Here are the top ten rules by lift:
# Filter and sort by lift
top_rules <- sort(rules, by = "lift", decreasing = TRUE)
inspect(top_rules[1:10])
## lhs rhs support confidence coverage lift count
## [1] {liquor,
## red/blush wine} => {bottled beer} 0.001931876 0.9047619 0.002135231 11.263713 19
## [2] {citrus fruit,
## fruit/vegetable juice,
## other vegetables,
## soda} => {root vegetables} 0.001016777 0.9090909 0.001118454 8.340400 10
## [3] {oil,
## other vegetables,
## tropical fruit,
## whole milk,
## yogurt} => {root vegetables} 0.001016777 0.9090909 0.001118454 8.340400 10
## [4] {citrus fruit,
## fruit/vegetable juice,
## grapes} => {tropical fruit} 0.001118454 0.8461538 0.001321810 8.063879 11
## [5] {other vegetables,
## rice,
## whole milk,
## yogurt} => {root vegetables} 0.001321810 0.8666667 0.001525165 7.951182 13
## [6] {oil,
## other vegetables,
## tropical fruit,
## whole milk} => {root vegetables} 0.001321810 0.8666667 0.001525165 7.951182 13
## [7] {ham,
## other vegetables,
## pip fruit,
## yogurt} => {tropical fruit} 0.001016777 0.8333333 0.001220132 7.941699 10
## [8] {beef,
## citrus fruit,
## other vegetables,
## tropical fruit} => {root vegetables} 0.001016777 0.8333333 0.001220132 7.645367 10
## [9] {fruit/vegetable juice,
## grapes,
## other vegetables} => {tropical fruit} 0.001118454 0.7857143 0.001423488 7.487888 11
## [10] {butter,
## domestic eggs,
## other vegetables,
## whole milk,
## yogurt} => {tropical fruit} 0.001016777 0.7692308 0.001321810 7.330799 10
Here we display the cluster analysis as a visualization. You can see lift as the redness of the connectors, support as the size of the connectors, and confidence should be the length or thickness of the arrows but I’m not convinced it’s rendered in the graph.
Take the liquor
, red/blush wine
and
bottled beer
connector in the bottom left.
liquor
and red/blush wine
have arrows to the
connector so the are the LHS or antecedent items, and
bottled beer
has an arrow away from the connector so it is
the RHS or consequent item. The red is roughly an 11 so if someone buys
the antecedent items they are ~1000% more likely to also buy the
consequent item, bottled beer
Take tropical fruit
, there are many arrows that lead to
it. The one coming from the red dot to its left has arrows pointing to
that red dot from citrus fruit
,
fruit/vegetable juice
, and grapes
. So if
someone buys those three things they are ~700% more likely than random
chance to also buy tropical fruit
.
# Visualize rules
sink(tempfile()) # suppresses the text output
plot(top_rules[1:10], method = "graph", control = list(type = "items"))

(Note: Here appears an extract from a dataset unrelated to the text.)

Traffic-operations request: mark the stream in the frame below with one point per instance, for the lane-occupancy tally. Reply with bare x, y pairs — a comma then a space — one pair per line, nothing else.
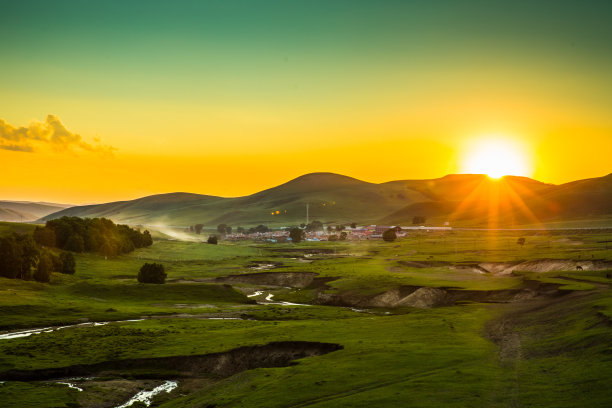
269, 301
146, 396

## Available control parameters (with default values):
## layout = stress
## circular = FALSE
## ggraphdots = NULL
## edges = <environment>
## nodes = <environment>
## nodetext = <environment>
## colors = c("#EE0000FF", "#EEEEEEFF")
## engine = ggplot2
## max = 100
## verbose = FALSE
It may be that we should restrict the support to be higher than 0.1%, the confidence higher than 70%, or number of items considered in an association rule to fewer than six for better results. We will consider that for a future exercise.
It may be interesting to try and surface rules with less confidence. There could be interesting relationships overshadowed by association rules with higher confidence.
We don’t know how far apart the items were in the store that our transactions dataset came from. If we had multiple datasets paired with distance information then we could start to model where items should be placed to maximize profit, potentially constrained for rules about intuitive and orderly placement.
Maybe a consortium, like the (made up) National Consortium of Tomato Producers, could do a project where they look at all products with associations to tomatoes to get ideas for marketing campaigns. All they need is one more feta and tomato bake pasta recipe to go viral.